The ‘breather day’ idea was dropped in response to the criticism. We chatted a bit about ‘old farts’ until an objection was raised about discriminatory language and attitudes towards older people. The conference was encouraging and inspiring, but also terrifying.

On the plus side, we’re hoping to get some bikes for Shared Earth Learning, with help from the active travel group that I met at the conference. We want to have a few bikes that we can lend out to young people, to give them opportunities to get out and about on two wheels.

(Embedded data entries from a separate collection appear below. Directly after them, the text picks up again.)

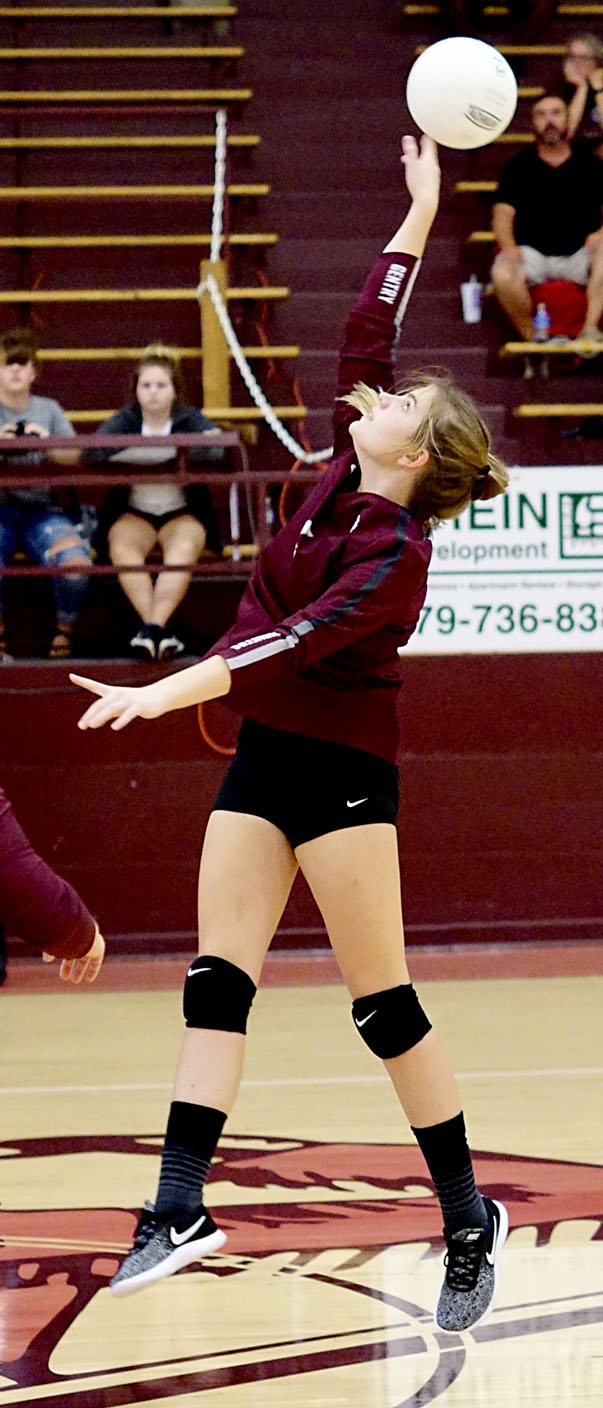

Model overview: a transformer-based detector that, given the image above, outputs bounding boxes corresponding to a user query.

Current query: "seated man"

[492,92,603,344]
[0,328,92,660]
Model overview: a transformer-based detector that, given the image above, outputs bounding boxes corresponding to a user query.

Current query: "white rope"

[210,107,227,263]
[197,107,332,465]
[197,273,332,465]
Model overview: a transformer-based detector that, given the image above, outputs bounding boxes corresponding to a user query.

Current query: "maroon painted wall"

[0,655,603,952]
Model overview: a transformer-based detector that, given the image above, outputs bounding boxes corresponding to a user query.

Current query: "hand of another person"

[564,59,588,87]
[402,137,440,207]
[69,674,165,731]
[23,421,51,439]
[42,925,104,983]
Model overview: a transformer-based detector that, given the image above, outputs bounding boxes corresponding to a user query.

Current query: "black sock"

[413,1112,489,1233]
[155,1100,225,1214]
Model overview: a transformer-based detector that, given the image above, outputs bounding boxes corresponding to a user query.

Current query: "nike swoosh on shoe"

[169,1214,206,1246]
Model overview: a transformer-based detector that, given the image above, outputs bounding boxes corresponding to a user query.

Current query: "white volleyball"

[406,35,517,149]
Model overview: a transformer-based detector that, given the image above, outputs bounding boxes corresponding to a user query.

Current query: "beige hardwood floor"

[0,974,603,1408]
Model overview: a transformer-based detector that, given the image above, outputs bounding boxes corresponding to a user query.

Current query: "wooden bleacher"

[0,4,306,459]
[1,87,252,107]
[0,132,261,152]
[0,4,237,15]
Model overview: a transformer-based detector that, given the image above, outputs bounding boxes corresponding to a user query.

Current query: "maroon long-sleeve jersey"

[0,788,96,959]
[209,253,431,762]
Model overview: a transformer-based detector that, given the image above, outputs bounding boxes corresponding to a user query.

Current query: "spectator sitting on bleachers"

[564,34,603,156]
[92,344,224,659]
[492,92,603,344]
[0,328,92,660]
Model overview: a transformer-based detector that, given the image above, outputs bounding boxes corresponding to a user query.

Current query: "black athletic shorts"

[214,719,400,849]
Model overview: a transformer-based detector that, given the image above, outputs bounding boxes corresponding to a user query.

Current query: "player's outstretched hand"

[42,925,104,983]
[402,137,440,207]
[69,674,163,731]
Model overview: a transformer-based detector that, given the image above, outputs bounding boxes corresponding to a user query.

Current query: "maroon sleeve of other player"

[332,253,421,458]
[0,790,96,959]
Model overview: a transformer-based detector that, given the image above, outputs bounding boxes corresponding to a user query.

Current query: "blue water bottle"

[531,303,551,342]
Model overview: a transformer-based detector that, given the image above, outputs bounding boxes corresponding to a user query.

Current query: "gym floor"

[0,945,603,1408]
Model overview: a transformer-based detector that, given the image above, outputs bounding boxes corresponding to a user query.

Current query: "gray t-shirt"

[0,396,75,508]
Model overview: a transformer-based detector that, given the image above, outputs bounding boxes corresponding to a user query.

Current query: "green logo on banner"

[559,493,603,559]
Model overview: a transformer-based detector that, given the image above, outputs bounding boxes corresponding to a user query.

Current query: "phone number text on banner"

[403,465,603,655]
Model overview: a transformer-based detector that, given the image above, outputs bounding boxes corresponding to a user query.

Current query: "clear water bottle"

[461,273,483,322]
[531,303,551,342]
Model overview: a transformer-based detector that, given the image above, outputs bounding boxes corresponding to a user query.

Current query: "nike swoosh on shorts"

[355,1008,376,1026]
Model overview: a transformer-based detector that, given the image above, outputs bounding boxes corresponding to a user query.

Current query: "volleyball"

[406,35,517,149]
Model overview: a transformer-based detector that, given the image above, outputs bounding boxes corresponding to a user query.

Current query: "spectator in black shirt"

[492,92,603,344]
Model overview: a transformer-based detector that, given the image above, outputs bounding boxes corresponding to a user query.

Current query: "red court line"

[0,942,603,997]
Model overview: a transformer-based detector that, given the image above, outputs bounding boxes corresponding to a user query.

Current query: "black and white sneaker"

[435,1198,509,1335]
[156,632,185,660]
[110,1202,225,1295]
[130,625,159,660]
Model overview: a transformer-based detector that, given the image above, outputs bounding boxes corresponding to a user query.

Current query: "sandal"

[48,631,72,660]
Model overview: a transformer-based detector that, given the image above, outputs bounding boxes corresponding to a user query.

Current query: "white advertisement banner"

[403,465,603,655]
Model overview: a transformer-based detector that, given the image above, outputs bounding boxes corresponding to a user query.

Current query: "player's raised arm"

[383,137,440,259]
[334,137,440,447]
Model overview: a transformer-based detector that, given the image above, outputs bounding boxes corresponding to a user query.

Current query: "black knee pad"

[352,983,431,1060]
[182,955,256,1035]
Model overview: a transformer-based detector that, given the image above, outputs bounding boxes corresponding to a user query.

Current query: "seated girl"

[87,342,224,660]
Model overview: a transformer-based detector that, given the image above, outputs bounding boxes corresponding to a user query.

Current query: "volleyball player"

[72,137,507,1332]
[0,788,104,983]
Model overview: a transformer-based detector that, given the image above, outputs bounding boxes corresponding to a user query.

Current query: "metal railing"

[0,431,324,577]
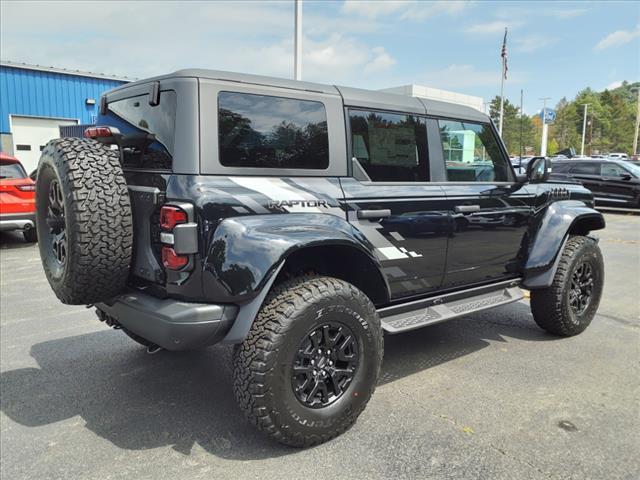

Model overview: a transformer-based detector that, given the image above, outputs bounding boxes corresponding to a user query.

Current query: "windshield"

[624,162,640,178]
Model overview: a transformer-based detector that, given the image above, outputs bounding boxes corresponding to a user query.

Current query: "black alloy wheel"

[46,180,67,266]
[569,262,593,315]
[291,322,359,408]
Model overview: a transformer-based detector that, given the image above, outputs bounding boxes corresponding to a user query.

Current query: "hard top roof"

[112,69,489,122]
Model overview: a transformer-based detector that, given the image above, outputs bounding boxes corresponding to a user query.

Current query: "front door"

[341,109,450,300]
[438,119,536,288]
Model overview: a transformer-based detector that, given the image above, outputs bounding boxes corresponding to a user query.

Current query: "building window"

[218,92,329,170]
[349,109,429,182]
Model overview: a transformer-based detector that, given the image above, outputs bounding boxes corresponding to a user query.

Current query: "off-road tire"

[531,235,604,337]
[22,228,38,243]
[36,138,133,305]
[233,276,383,447]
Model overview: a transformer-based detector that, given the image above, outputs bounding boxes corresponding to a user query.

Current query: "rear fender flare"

[203,213,384,303]
[203,213,388,344]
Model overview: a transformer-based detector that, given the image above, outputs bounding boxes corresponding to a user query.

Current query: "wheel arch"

[275,241,389,306]
[203,213,389,343]
[523,200,605,289]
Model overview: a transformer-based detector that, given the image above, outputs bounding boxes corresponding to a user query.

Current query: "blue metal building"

[0,61,131,172]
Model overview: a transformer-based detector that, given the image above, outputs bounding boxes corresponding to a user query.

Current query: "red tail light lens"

[160,205,188,231]
[83,127,113,138]
[162,245,189,270]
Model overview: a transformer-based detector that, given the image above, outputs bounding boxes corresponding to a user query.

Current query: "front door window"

[438,120,512,182]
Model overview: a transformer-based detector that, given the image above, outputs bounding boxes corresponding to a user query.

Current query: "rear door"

[600,162,634,206]
[341,108,450,299]
[569,160,604,197]
[438,119,536,288]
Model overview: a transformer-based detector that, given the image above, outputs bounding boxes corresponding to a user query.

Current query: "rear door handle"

[455,205,480,213]
[357,208,391,219]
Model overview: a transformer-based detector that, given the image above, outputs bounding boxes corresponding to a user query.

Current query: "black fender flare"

[202,213,389,343]
[522,200,605,289]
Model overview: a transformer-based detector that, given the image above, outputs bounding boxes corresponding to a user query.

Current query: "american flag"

[500,27,509,80]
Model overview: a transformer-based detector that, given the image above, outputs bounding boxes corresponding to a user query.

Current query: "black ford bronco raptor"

[36,70,605,447]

Apologies to those who would prefer six actual things in the garden, instead of three garden things plus three climate change related things. But I’m increasingly pre-occupied with the FUCKING PLANET BEING ON FIRE. Still, climate action is the antidote to climate anxiety, so I’m going to upload more speeches and info from the conference to try to increase its reach, and get on with a few more plans to help Shared Earth Learning do more to nurture a love of nature (and get some bikes).

I also have to plant out a few squashes.

I hope you have a super week. I’ll end with a few simple tips for coping in a heatwave:

  1. Stay hydrated
  2. Wear loose fitting clothing in naturally breathable fabrics
  3. Overthrow capitalism, defund billionaires and dismantle the fossil fuel industry
  4. Treat yourself to an ice-cream

5 thoughts on “Frog, Yukka, Vegetables, Heat, Climate and Grace: Six on Saturday, July 16th 2022

  1. The weather there seems to be big news. Goodness though; I am glad that we are not so concerned every time it gets that warm here. (I translated celcius to farenheit.) Is cold weather during winter considered to be dangerous also?


    1. Hi Tony, we are just not used to that kind of heat here. Most homes don’t have air conditioning, and our infrastructure isn’t resilient to heat. Heat of 104 degrees Fahrenheit would be record breaking here, the hottest ever was 101.

      More info, from

      British authorities have described the extreme heat as a “national emergency” and southern Britain is under an “extreme” heat warning for the first time on record.

      British authorities are issuing dire warnings, as temperatures may reach 104 degrees Fahrenheit in southern Britain, a region usually known for moderate summer heat, with July highs in the 70s. It’s the first time such a forecast has been made in the area.

      Liked by 1 person

      1. Goodness, 101 degrees would be nice! I mean, although warm, it would be nicer than warmer weather. However, it seems to me that even 90 degrees can be unpleasantly warm with humidity. Just out of curiosity, I looked up the weather of Trona, where I considered the purchase of a vacation cabin, to see that the weather will exceed 104 degrees daily in the foreseeable future. It can continue like that through summer. it drops to the mid 70s overnight.